How can I best get box plots on logarithmic scales?
|
Title
|
|
Box plots and logarithmic scales
|
|
Author
|
Nicholas J. Cox, Durham University, UK
|
|
Date
|
September 2005
|
The problem
The purpose of this FAQ is to point out a potential pitfall with
graph box and
graph hbox
and to explain a way around it. Sometimes
users fire up a box plot in Stata, realize that a logarithmic scale
would be better for their data, and then ask for that
by yscale(log) (with either graph box or graph hbox).

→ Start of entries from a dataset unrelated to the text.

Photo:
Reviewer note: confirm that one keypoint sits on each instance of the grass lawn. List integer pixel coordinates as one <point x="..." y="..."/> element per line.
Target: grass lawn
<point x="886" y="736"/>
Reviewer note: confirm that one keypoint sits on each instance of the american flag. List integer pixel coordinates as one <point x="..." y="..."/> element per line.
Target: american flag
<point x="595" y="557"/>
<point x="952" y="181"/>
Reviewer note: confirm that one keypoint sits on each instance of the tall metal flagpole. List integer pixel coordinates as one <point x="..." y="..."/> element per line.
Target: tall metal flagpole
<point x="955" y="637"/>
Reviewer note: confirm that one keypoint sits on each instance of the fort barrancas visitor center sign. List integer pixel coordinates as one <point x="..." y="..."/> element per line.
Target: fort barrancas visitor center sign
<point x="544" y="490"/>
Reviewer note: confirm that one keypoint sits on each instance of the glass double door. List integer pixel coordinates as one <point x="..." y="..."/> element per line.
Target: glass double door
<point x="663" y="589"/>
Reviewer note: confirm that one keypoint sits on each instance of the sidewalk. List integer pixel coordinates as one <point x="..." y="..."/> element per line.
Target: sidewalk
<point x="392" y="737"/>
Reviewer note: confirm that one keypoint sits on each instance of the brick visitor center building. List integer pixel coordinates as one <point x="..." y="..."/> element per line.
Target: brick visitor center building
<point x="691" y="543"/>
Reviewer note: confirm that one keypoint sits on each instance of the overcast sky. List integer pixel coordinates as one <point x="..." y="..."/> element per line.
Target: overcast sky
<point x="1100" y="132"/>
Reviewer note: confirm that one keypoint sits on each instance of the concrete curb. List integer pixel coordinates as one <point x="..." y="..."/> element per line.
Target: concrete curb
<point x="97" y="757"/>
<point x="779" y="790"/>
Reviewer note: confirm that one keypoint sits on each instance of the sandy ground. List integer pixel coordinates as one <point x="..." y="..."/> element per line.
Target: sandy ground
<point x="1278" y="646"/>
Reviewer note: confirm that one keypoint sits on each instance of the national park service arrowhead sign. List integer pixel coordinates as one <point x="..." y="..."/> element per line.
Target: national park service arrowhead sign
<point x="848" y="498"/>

(From now on examples will be just in terms of graph box, as the principle is
the same for both.)
Although Stata will let you do this, you should be aware of what option
yscale(log) actually does. As with all other graphs,
yscale(log) takes the graph you would have gotten otherwise and warps it
logarithmically.
What it does not do is recalculate summaries on the log scale, which, with
a box plot, is what you might want. However, making yscale(log) have a
special meaning for box plots would be bad software design, whatever the
statistical arguments, so if the pitfall to be discussed here matters to you,
then you will need to work your way around it.
In what follows, I assume that each variable to be shown on a box plot is all
positive, because logarithmic transformation is not defined otherwise. As you
may have noticed, if you ask graph to use yscale(log) when
zero or negative values are present, it just gives you a ridiculous graph,
rather like the kind of teacher who will not say, "That was a stupid thing to
ask," but will just give you a funny look that clearly means, "Do think about
that a bit more."
Methods for box plots differ by book and by program.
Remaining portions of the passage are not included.